Nick Bostrom Keynote Topics
The Present State and Future of Artificial Intelligence
Everyone knows by now that Artificial Intelligence is the future and that it will transform the way we work and approach problems. Even with all its benefits, there are those who also firmly believe that AI also poses an existential risk to our species. Why? For starters, AI may not take into account aspects that are relevant to us when finding solutions to problems. Professor Nick Bostrom of the University of Oxford has been warning us for years to approach AI with caution and take active steps to mitigate the great risks it involves. He has influenced the likes of Elon Musk or Bill Gates with his work. In this talk, the bestselling author of Superintelligence: Paths, Dangers, Strategies will talk about how are we using AI today and the enormous potential it has for our future, as well as explaining the big risks it poses and why we should take measures to mitigate them.
How civilization could destroy itself -- and 4 ways we could prevent it
In this talk, the philosopher and AI expert Nick Bostrom will explain what are the 4 ways by which we can avoid our self-destruction in the near future. With his deliberations on the future of technology and how it will affect humanity, Nick has inspired the thinking of celebrities such as Elon Musk or Bill Gates. These 4 ways to avoid our self-destruction are based on the research that Bostrom carries out at the Future of Humanity Institute that he founded and directs at the University of Oxford.
What will happen when our computers get smarter than we are?
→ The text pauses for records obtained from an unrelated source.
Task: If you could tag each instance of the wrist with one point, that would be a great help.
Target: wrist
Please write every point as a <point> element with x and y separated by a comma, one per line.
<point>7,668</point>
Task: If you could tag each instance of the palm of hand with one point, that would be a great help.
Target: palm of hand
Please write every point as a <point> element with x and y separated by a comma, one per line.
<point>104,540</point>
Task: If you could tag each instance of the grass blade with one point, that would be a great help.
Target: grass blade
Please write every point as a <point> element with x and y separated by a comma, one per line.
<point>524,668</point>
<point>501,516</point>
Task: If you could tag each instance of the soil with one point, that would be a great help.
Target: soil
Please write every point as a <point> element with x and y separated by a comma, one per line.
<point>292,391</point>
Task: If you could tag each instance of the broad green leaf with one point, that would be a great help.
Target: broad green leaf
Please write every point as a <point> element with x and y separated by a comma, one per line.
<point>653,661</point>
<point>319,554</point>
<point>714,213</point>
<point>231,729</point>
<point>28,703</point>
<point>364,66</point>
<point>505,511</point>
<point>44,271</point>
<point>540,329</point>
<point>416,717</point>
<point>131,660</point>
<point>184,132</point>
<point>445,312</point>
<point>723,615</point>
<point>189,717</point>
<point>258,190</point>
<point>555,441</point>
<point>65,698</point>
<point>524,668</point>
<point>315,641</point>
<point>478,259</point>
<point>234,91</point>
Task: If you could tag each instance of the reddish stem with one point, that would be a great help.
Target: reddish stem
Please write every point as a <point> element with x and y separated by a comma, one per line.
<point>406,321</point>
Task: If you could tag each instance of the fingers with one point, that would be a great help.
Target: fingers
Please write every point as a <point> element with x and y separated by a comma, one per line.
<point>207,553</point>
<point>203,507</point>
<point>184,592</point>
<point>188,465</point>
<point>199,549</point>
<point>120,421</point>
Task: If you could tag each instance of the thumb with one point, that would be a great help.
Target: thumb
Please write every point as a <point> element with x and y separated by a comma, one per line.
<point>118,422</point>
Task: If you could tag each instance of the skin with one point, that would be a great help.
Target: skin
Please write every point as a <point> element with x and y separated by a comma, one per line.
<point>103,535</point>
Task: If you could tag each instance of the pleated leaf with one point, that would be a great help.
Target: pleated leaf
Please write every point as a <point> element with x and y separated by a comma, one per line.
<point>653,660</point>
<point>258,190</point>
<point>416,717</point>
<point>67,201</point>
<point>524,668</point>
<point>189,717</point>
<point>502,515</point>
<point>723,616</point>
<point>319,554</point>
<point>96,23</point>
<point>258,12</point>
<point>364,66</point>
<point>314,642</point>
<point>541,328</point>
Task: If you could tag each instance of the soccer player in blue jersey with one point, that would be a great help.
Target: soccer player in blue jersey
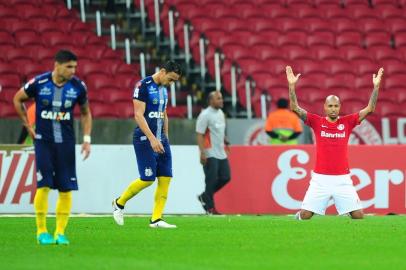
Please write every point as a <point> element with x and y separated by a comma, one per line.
<point>55,93</point>
<point>151,143</point>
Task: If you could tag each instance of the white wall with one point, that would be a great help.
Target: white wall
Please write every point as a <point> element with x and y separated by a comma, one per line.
<point>107,172</point>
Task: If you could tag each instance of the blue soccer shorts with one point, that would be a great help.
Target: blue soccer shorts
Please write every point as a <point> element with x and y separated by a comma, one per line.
<point>56,165</point>
<point>151,164</point>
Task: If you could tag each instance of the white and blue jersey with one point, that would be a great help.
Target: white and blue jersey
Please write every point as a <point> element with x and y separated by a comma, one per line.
<point>55,140</point>
<point>151,164</point>
<point>155,98</point>
<point>54,107</point>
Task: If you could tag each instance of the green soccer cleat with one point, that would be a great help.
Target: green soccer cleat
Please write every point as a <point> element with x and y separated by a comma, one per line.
<point>45,239</point>
<point>61,239</point>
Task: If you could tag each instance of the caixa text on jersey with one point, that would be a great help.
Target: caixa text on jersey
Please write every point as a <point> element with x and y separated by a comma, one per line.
<point>59,116</point>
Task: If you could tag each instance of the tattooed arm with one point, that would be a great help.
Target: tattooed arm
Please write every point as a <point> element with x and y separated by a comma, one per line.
<point>292,80</point>
<point>374,96</point>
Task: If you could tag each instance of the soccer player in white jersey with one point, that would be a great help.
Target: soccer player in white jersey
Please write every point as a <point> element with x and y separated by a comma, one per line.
<point>331,175</point>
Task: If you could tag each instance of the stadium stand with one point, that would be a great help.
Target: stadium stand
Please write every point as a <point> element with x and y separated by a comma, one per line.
<point>30,34</point>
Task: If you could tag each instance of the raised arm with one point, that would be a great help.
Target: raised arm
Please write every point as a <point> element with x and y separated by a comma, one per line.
<point>376,79</point>
<point>292,80</point>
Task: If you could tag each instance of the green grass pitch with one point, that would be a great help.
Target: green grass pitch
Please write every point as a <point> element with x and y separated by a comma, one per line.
<point>210,242</point>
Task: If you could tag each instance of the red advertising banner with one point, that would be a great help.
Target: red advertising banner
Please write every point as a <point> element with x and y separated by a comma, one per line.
<point>274,179</point>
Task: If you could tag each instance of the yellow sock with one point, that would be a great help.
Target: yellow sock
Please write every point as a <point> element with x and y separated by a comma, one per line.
<point>161,193</point>
<point>41,209</point>
<point>133,189</point>
<point>63,207</point>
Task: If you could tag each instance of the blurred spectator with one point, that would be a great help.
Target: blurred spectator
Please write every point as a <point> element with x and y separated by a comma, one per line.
<point>282,125</point>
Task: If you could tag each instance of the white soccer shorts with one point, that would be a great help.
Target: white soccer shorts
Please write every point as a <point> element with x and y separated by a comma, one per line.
<point>325,187</point>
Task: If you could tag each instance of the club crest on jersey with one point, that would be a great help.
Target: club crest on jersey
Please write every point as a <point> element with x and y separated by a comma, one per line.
<point>148,171</point>
<point>71,93</point>
<point>68,103</point>
<point>332,135</point>
<point>156,115</point>
<point>29,83</point>
<point>45,91</point>
<point>152,89</point>
<point>58,116</point>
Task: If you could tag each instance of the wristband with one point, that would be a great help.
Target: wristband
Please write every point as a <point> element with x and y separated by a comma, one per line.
<point>87,139</point>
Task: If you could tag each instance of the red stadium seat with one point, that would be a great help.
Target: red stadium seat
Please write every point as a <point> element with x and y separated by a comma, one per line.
<point>125,109</point>
<point>264,52</point>
<point>261,24</point>
<point>321,38</point>
<point>383,3</point>
<point>298,53</point>
<point>101,82</point>
<point>339,67</point>
<point>57,39</point>
<point>7,68</point>
<point>8,13</point>
<point>394,82</point>
<point>253,40</point>
<point>306,12</point>
<point>372,25</point>
<point>235,51</point>
<point>318,24</point>
<point>345,25</point>
<point>327,53</point>
<point>277,66</point>
<point>265,80</point>
<point>364,13</point>
<point>381,53</point>
<point>363,82</point>
<point>293,38</point>
<point>395,25</point>
<point>6,39</point>
<point>336,13</point>
<point>389,109</point>
<point>24,39</point>
<point>395,68</point>
<point>333,83</point>
<point>176,112</point>
<point>10,81</point>
<point>391,12</point>
<point>101,110</point>
<point>364,67</point>
<point>306,67</point>
<point>351,106</point>
<point>355,53</point>
<point>127,82</point>
<point>288,25</point>
<point>311,81</point>
<point>29,12</point>
<point>348,38</point>
<point>377,39</point>
<point>112,95</point>
<point>356,3</point>
<point>400,40</point>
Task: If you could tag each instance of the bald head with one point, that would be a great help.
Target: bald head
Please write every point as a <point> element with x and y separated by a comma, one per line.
<point>215,99</point>
<point>332,98</point>
<point>332,107</point>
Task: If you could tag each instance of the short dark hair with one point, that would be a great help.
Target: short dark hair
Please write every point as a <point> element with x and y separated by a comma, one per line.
<point>172,66</point>
<point>282,103</point>
<point>63,56</point>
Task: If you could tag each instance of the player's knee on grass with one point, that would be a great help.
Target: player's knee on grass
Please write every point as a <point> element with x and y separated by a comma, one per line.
<point>357,214</point>
<point>305,214</point>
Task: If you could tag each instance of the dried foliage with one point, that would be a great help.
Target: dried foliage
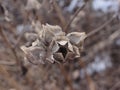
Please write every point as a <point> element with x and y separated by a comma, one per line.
<point>81,39</point>
<point>52,44</point>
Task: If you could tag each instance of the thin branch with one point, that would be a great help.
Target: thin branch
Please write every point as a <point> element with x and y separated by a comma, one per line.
<point>10,46</point>
<point>91,83</point>
<point>102,26</point>
<point>59,13</point>
<point>76,13</point>
<point>66,76</point>
<point>3,62</point>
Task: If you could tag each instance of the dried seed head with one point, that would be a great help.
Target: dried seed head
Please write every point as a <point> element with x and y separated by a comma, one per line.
<point>51,44</point>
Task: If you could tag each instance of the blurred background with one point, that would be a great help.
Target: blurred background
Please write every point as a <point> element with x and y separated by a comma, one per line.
<point>99,65</point>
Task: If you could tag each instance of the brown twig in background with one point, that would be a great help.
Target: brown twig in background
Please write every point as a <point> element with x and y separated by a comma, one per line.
<point>10,46</point>
<point>59,12</point>
<point>76,13</point>
<point>102,26</point>
<point>91,83</point>
<point>3,62</point>
<point>67,77</point>
<point>9,79</point>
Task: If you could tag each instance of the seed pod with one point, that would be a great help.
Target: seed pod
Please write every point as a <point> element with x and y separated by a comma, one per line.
<point>51,44</point>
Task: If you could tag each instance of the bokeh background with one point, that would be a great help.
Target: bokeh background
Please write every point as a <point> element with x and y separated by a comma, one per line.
<point>99,65</point>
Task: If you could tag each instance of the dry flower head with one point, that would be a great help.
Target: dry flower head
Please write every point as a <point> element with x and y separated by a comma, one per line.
<point>50,43</point>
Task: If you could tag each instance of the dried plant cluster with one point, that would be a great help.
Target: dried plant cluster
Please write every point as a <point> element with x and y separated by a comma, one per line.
<point>50,43</point>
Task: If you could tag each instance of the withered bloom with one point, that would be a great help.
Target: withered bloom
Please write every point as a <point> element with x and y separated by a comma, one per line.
<point>50,43</point>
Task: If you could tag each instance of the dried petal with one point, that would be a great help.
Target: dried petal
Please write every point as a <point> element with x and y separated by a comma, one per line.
<point>76,37</point>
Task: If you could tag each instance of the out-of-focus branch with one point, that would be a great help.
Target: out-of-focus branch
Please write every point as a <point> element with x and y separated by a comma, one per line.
<point>10,46</point>
<point>68,79</point>
<point>102,26</point>
<point>71,20</point>
<point>59,13</point>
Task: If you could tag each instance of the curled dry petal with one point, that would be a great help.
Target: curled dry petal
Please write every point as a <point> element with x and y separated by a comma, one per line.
<point>76,37</point>
<point>51,44</point>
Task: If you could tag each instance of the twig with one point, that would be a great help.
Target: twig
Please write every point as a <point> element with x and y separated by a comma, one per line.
<point>76,13</point>
<point>91,83</point>
<point>59,13</point>
<point>10,46</point>
<point>9,79</point>
<point>102,26</point>
<point>3,62</point>
<point>68,79</point>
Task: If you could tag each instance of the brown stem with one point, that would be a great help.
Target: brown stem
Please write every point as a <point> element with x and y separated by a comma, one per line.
<point>102,26</point>
<point>59,13</point>
<point>76,13</point>
<point>10,46</point>
<point>91,83</point>
<point>66,76</point>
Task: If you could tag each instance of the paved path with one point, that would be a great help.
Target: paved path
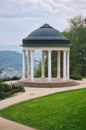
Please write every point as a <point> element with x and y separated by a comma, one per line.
<point>29,94</point>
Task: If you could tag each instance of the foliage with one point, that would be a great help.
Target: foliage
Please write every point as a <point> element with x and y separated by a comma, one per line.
<point>6,90</point>
<point>9,79</point>
<point>77,35</point>
<point>64,110</point>
<point>0,70</point>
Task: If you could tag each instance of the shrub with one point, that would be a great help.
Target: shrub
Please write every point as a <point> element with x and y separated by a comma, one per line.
<point>76,77</point>
<point>6,90</point>
<point>9,79</point>
<point>15,78</point>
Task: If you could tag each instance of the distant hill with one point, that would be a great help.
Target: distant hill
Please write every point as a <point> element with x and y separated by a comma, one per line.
<point>11,63</point>
<point>10,59</point>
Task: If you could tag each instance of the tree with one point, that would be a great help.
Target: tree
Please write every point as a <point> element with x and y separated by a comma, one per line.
<point>0,70</point>
<point>77,35</point>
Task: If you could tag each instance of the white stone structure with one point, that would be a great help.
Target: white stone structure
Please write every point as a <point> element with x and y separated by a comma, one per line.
<point>29,47</point>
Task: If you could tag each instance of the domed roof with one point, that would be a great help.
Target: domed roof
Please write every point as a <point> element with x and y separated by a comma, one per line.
<point>45,32</point>
<point>46,36</point>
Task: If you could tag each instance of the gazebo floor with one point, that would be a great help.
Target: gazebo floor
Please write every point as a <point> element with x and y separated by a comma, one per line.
<point>44,83</point>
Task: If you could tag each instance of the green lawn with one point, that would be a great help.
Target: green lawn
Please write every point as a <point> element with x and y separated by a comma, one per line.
<point>60,111</point>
Artificial intelligence is getting smarter by leaps and bounds -- within this century, research suggests, a computer AI could be as "smart" as a human being. And then, says Nick Bostrom, it will overtake us: "Machine intelligence is the last invention that humanity will ever need to make." A philosopher and technologist, Bostrom asks us to think hard about the world we're building right now, driven by thinking machines. Will our smart machines help to preserve humanity and our values -- or will they have values of their own?